A garota ficou completamente muda. Levi sabia muito bem seu ponto fraco, então logo concluiu que seu silêncio era um mero sinal de concordância.
Algumas compras que custaram uma facada no bolso do rapaz, enfim uma Natália mais sorridente apareceu, mas só depois de dar uma mastigada em um chocolate e ser paga um sundae.
Ele ainda tentava entender como cabia tanta comida naquela barriga. Deveria ser bem um segredo feminino, já que o mesmo acontecia com sua mãe.
Na praça de alimentação, Natália largou sua comida em cima da mesa, os olhos vacilando entre encarar o namorado ou as demais pessoas passeando.
— Tem algo que quer falar e não consegue — disse Levi, lendo o rosto dela igual um livro. — Sempre te digo: não precisa se forçar a falar se não quiser, solte quando achar melhor.
— Não é isso… é que… eu tô preocupada com o que pode acontecer contigo agora.
— Como assim? Eu estou ótimo, amor, completamente sossegado.
— Não é isso… O cara que invadiu o campus disse seu nome e falou que era seu irmão. Eu fiquei preocupada e ataquei ele, já que não queria acreditar. Daí fiquei pensando se você arranjou briga com uma pessoa e ela veio tirar satisfação…
Levi inclinou sua cabeça. Era impossível que seu irmão viesse a essa hora. Foi só perguntar o nome que a comida voou de sua boca num cuspe.
— Como ele era?! O que tava usando?!
— Hã? Ele… ele era meio normal. Tava de óculos e moletom de treino.
— Puta que pariu!

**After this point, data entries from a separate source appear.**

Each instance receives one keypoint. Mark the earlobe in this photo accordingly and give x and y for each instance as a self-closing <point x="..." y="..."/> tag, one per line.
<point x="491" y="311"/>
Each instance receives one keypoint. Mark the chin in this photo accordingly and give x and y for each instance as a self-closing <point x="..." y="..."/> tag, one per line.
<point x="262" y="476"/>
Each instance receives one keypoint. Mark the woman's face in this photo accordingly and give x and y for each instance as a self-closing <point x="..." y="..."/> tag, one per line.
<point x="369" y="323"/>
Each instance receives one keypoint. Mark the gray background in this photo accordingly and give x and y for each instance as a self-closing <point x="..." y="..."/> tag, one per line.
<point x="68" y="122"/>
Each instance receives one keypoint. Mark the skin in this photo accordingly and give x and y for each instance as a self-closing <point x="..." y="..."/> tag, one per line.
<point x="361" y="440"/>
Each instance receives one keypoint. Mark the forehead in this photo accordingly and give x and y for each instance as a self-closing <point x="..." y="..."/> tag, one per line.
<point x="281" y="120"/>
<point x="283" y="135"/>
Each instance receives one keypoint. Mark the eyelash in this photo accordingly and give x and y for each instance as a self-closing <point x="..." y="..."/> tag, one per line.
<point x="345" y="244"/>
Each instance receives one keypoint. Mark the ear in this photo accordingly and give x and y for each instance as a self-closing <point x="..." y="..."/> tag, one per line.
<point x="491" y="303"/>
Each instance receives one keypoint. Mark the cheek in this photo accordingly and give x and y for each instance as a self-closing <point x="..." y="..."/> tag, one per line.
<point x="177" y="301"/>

Eu vou ver é ele agora!
Levi pegou sua bolsa da cadeira, preocupando mais ainda sua namorada, que segurou o braço dele para ficar.
Uma discussão bem longa ia começar entre o casal, mas um grande evento interrompeu. Um som de explosão ressoou na praça de alimentação, e de repente, um portal estourou ali.